Here's the tweet that started the conversation.
So uh....I'm hearing credible rumors about a #Deadwood movie. #Everybodypray
— Garret Dillahunt (@garretdillahunt) August 13, 2015
Not long afterward, HBO went on the record to confirm that, yes, there have been some talks. But don't saddle up just yet. The network's official statement is:
In reference to Garret Dillahunt's tweet regarding the rumored Deadwood movie, there have only been very preliminary conversations.
That can mean a lot of things. Creator David Milch said in 2011 that "I still nourish the hope that we're going to get to do a little more work in that area."
Years earlier, when the plug was abruptly pulled on the show, HBO had offered to give Milch a short 6-episode fourth season to close out the series. He was unwilling to go that route. That's when the plan for a pair of two-hour movies landed on the table.

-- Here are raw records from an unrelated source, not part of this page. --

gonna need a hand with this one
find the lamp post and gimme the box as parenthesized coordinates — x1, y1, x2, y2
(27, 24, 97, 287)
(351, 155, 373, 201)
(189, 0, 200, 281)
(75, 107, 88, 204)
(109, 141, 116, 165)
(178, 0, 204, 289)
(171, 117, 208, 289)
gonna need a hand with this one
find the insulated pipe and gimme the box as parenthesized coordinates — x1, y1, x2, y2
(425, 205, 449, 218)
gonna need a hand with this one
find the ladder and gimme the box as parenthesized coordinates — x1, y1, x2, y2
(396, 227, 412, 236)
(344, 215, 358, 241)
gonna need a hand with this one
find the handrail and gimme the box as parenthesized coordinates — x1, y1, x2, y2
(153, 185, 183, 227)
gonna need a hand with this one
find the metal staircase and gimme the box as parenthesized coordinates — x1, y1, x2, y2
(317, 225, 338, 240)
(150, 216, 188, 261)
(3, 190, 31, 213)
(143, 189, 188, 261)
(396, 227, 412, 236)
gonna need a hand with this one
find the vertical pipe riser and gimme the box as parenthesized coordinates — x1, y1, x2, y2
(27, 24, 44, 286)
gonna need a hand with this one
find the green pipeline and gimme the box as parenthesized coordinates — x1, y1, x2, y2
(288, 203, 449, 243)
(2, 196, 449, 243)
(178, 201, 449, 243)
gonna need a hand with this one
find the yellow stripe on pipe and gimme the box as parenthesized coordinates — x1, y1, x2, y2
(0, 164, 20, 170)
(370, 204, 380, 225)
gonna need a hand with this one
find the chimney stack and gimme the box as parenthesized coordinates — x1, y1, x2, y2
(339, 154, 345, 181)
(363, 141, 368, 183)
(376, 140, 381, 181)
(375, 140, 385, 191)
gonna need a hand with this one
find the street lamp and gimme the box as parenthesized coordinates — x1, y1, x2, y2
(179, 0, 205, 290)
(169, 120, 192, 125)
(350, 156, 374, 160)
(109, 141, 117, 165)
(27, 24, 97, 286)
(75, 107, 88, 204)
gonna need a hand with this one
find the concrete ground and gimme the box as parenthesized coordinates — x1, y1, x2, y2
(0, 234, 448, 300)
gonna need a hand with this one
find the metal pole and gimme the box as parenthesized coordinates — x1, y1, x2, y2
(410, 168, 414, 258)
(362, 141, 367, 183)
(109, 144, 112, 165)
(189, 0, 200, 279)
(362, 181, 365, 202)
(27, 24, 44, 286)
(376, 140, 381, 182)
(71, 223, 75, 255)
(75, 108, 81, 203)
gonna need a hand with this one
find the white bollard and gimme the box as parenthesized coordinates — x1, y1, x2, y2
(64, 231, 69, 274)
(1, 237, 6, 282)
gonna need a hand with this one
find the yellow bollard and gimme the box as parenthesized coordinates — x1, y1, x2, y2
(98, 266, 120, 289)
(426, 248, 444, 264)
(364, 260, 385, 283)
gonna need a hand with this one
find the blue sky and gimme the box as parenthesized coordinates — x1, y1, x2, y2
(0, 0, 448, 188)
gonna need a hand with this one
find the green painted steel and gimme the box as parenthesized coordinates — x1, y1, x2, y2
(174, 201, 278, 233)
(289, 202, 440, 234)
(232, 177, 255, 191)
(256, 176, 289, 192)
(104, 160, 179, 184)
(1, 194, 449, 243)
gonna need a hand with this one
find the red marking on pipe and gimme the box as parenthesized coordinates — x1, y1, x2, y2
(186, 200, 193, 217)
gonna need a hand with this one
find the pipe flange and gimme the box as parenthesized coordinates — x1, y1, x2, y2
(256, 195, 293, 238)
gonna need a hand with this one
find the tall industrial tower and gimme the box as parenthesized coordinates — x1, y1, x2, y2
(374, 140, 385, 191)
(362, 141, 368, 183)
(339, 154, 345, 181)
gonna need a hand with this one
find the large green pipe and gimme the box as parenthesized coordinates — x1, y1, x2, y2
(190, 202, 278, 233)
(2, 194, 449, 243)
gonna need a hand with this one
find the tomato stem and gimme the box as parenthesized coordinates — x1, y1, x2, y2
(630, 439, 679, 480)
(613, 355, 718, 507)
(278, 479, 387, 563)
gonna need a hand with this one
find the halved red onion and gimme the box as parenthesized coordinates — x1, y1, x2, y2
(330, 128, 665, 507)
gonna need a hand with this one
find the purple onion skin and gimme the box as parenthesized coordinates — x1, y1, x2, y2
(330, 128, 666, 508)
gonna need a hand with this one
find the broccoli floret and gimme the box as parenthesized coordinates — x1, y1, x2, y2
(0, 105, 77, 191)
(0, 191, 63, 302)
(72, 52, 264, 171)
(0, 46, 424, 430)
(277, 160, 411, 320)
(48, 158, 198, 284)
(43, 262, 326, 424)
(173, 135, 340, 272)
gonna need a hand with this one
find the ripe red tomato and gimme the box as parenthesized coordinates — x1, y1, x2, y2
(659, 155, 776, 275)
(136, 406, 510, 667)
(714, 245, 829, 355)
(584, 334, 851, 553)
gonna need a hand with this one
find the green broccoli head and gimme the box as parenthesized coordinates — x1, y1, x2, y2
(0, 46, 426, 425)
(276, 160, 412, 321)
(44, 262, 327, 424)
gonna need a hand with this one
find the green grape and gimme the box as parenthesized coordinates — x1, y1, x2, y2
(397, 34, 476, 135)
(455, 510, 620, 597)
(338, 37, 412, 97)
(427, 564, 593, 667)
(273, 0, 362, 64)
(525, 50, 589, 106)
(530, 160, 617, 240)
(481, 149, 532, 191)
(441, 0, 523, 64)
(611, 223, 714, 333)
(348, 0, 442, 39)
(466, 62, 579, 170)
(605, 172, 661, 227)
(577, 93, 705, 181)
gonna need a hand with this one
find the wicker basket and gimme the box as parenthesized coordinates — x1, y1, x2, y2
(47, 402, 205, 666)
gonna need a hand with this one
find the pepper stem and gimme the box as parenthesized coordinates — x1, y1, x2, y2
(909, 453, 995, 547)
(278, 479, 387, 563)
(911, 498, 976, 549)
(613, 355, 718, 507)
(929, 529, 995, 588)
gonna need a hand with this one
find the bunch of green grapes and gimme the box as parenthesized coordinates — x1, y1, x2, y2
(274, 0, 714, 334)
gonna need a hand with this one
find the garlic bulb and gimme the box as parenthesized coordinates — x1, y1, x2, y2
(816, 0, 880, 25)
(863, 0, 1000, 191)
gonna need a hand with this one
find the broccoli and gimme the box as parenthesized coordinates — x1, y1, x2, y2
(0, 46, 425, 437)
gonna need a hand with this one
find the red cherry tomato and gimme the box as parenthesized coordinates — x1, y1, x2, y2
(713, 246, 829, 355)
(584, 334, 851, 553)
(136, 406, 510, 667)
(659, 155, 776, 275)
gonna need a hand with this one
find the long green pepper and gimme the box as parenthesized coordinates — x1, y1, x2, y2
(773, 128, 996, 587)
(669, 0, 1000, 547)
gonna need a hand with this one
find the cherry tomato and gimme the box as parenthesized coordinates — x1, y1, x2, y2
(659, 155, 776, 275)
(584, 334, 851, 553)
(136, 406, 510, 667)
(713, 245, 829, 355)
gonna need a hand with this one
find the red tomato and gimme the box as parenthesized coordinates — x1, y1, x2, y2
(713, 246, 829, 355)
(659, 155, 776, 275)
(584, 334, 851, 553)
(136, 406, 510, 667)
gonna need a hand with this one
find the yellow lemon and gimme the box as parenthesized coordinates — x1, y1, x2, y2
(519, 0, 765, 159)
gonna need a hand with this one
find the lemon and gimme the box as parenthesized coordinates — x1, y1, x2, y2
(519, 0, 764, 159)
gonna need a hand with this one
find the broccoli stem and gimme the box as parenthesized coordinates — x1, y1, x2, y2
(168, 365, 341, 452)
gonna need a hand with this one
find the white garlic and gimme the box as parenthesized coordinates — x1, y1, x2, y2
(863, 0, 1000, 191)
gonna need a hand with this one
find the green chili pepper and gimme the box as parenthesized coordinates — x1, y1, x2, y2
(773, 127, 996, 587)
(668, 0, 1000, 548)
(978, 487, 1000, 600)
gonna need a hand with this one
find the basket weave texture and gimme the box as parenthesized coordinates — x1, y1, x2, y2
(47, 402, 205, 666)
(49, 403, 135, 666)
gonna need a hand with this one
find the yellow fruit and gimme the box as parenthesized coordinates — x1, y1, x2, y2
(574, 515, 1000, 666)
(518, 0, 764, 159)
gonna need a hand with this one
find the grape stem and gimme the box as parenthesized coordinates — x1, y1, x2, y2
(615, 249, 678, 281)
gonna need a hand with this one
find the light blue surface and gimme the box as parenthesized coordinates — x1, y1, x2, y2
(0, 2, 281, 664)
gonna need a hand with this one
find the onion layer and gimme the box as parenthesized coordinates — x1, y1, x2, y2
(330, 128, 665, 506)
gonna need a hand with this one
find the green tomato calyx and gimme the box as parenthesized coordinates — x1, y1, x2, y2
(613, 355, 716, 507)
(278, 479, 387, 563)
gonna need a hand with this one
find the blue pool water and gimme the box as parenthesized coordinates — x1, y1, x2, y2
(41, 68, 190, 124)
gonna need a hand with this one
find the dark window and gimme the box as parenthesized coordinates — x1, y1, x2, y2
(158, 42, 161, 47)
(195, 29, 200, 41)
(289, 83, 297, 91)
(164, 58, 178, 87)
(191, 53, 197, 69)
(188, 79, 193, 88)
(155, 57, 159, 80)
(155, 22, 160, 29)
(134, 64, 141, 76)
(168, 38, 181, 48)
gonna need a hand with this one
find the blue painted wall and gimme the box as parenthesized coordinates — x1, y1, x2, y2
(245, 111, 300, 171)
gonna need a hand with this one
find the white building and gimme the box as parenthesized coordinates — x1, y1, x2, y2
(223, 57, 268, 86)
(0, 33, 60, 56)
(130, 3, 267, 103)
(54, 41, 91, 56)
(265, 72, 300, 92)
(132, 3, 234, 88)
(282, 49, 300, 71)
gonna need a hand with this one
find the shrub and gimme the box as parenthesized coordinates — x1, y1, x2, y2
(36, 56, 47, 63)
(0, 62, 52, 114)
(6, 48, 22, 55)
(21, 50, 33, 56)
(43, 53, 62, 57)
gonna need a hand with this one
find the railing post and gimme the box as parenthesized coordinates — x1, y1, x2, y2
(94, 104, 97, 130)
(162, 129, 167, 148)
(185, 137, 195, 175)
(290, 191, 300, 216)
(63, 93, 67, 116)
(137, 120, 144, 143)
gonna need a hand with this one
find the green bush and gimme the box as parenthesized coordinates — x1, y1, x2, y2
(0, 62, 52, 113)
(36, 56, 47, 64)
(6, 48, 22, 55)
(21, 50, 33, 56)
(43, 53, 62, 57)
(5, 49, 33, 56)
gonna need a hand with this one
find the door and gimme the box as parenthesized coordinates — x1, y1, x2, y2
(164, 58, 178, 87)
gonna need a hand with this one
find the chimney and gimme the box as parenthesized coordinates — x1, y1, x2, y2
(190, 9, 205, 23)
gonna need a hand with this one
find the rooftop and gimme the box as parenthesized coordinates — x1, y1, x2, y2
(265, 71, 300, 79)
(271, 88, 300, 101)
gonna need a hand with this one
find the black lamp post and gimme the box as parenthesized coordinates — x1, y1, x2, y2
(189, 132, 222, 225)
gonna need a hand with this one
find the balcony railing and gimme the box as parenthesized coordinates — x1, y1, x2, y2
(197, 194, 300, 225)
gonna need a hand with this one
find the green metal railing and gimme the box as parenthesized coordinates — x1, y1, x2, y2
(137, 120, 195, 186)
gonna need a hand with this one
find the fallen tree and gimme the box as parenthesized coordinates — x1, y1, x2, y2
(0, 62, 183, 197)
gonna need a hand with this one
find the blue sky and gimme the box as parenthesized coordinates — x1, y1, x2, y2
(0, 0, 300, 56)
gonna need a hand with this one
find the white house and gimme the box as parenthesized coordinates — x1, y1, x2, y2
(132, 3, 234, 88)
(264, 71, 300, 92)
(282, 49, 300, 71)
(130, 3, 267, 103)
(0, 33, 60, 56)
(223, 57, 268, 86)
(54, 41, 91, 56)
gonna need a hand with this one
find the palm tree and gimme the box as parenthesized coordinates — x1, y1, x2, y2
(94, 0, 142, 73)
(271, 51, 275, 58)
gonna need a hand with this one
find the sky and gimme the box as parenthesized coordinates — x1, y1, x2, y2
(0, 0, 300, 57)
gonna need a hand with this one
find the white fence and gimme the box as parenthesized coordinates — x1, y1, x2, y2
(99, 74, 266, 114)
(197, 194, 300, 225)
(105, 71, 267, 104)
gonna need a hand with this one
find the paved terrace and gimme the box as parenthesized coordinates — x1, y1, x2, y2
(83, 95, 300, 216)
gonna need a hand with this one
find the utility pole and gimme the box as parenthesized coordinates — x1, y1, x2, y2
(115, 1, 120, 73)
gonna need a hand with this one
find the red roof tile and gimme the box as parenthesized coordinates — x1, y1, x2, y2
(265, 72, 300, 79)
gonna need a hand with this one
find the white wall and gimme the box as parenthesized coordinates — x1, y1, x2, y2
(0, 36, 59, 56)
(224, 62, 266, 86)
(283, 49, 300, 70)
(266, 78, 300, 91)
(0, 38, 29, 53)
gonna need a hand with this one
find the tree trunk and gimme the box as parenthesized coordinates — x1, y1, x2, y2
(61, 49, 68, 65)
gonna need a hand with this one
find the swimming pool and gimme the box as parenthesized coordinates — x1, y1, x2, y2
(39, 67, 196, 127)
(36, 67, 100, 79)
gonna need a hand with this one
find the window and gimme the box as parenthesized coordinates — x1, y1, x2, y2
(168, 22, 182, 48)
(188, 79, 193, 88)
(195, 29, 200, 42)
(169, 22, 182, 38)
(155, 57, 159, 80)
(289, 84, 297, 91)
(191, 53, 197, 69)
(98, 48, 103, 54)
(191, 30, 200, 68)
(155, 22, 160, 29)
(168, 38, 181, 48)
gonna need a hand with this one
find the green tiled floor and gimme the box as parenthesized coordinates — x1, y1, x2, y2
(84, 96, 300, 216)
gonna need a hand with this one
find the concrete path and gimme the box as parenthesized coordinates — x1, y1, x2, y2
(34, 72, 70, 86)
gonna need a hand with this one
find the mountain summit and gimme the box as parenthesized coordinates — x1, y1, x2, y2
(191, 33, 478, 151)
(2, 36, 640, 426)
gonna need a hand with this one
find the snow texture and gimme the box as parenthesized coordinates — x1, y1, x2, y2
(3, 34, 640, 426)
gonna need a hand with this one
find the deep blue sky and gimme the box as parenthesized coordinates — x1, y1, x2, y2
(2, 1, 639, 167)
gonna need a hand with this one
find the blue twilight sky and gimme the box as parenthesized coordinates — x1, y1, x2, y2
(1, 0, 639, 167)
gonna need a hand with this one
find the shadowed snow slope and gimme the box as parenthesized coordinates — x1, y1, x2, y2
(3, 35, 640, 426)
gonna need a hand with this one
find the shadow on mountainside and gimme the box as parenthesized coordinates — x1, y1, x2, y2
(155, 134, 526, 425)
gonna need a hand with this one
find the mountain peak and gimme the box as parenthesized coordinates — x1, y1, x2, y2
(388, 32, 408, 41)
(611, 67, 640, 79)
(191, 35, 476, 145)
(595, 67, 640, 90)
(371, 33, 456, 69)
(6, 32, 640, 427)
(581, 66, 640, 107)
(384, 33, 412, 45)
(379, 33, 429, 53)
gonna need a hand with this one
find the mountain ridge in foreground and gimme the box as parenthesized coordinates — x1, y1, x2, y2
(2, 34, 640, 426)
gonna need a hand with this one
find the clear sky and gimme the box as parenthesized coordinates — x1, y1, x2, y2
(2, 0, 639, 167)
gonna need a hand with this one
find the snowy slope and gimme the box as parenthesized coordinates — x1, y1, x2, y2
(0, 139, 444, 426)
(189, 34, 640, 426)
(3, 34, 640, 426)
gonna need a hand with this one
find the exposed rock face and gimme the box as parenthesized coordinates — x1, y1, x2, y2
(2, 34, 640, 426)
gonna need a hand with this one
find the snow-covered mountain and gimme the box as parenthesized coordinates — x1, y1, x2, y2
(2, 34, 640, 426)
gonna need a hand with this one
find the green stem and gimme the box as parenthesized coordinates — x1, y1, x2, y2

But at that point resurrecting all the elements for the series — which had been a particularly expensive show to make — was evidently too difficult.
The TV landscape has changed so much now that Deadwood's fate might be very different today, and it isn't without a little bitterness that we can imagine Deadwood being more successful now than it was a decade ago. Maybe this will be a chance to see if that is actually how it would work out.
One Deadwood star, Timothy Olyphant, has been busy with another TV series for several years, but now that Justified is finished, his schedule may be more open. And Ian McShane, whose magnificently foul-mouthed character Al Swearengen was Deadwood's most attention-getting aspect, is working for HBO once again with a small but important role on the sixth season of Game of Thrones. So it isn't difficult to guess what led to some conversations. Whether they'll become more than conversations is something else altogether.